On March 21, 2013, Prof. Reuven Zimlichman was appointed as InterCure's medical director. According to his consulting agreement, he will provide InterCure services consisting of R&D consulting, IP and medical regulation management. For a maximum of 20 hours of consulting a month, Prof. Zimlichman will be entitled to a monthly fee of US$ 1,500. He will also be granted 125,000 options exercisable into 125,000 Ordinary shares of InterCure for an exercise increment of NIS 0.54 per stock option. The stock options vest in 12 equal portions each quarter over a period of three years from the grant date. Alternatively, if as a result of the signing of an agreement between InterCure and a medical institution (such as a sick fund) for the sale of InterCure's products through the medical institution the total sales of InterCure's products exceed US$ 175,000, then 30% of the then unvested stock options will vest. In addition, Prof.
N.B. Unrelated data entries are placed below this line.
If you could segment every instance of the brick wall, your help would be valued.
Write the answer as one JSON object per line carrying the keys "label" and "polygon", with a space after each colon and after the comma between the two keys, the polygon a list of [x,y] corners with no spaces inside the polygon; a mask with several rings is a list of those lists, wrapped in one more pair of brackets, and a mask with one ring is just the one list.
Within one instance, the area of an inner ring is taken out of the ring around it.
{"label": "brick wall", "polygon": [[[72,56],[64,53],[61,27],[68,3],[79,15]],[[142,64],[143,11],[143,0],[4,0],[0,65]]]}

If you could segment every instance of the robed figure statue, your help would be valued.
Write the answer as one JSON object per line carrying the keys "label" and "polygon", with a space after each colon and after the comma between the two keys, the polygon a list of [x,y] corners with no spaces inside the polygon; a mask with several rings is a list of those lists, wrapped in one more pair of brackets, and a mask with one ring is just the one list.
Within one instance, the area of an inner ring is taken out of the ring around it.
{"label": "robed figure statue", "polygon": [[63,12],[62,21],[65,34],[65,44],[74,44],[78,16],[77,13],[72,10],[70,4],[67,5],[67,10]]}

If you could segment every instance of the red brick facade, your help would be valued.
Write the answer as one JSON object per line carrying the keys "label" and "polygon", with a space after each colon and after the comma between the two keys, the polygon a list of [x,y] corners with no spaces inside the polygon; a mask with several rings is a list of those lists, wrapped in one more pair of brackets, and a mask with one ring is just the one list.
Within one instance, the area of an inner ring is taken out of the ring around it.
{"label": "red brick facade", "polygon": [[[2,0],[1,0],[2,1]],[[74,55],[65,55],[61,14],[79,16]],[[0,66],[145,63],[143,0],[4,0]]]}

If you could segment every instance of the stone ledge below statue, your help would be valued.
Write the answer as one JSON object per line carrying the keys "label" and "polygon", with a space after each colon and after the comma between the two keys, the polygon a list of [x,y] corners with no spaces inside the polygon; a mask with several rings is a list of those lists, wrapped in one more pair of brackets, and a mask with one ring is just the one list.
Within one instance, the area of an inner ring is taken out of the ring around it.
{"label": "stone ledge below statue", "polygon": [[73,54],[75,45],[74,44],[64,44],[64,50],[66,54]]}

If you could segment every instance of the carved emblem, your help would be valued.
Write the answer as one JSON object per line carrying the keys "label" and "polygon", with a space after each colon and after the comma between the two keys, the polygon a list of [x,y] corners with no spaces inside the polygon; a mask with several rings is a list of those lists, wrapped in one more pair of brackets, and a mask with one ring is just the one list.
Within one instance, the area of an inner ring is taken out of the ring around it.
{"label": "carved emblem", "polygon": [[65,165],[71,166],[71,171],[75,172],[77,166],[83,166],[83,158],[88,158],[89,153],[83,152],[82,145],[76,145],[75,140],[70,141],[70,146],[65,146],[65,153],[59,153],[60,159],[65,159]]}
Zimlichman will be entitled to receive a non-recurring bonus from InterCure in the occurrence of the following:

 

In the event of completion of a transaction led by Prof. Zimlichman between InterCure and a medical institution (such as a sick fund) for the sale of InterCure's products through the medical institution (in this paragraph "a transaction") as a result of which the total sales of InterCure's products exceed US$ 100,000, Prof. Zimlichman will be entitled to a bonus of US$ 4,000.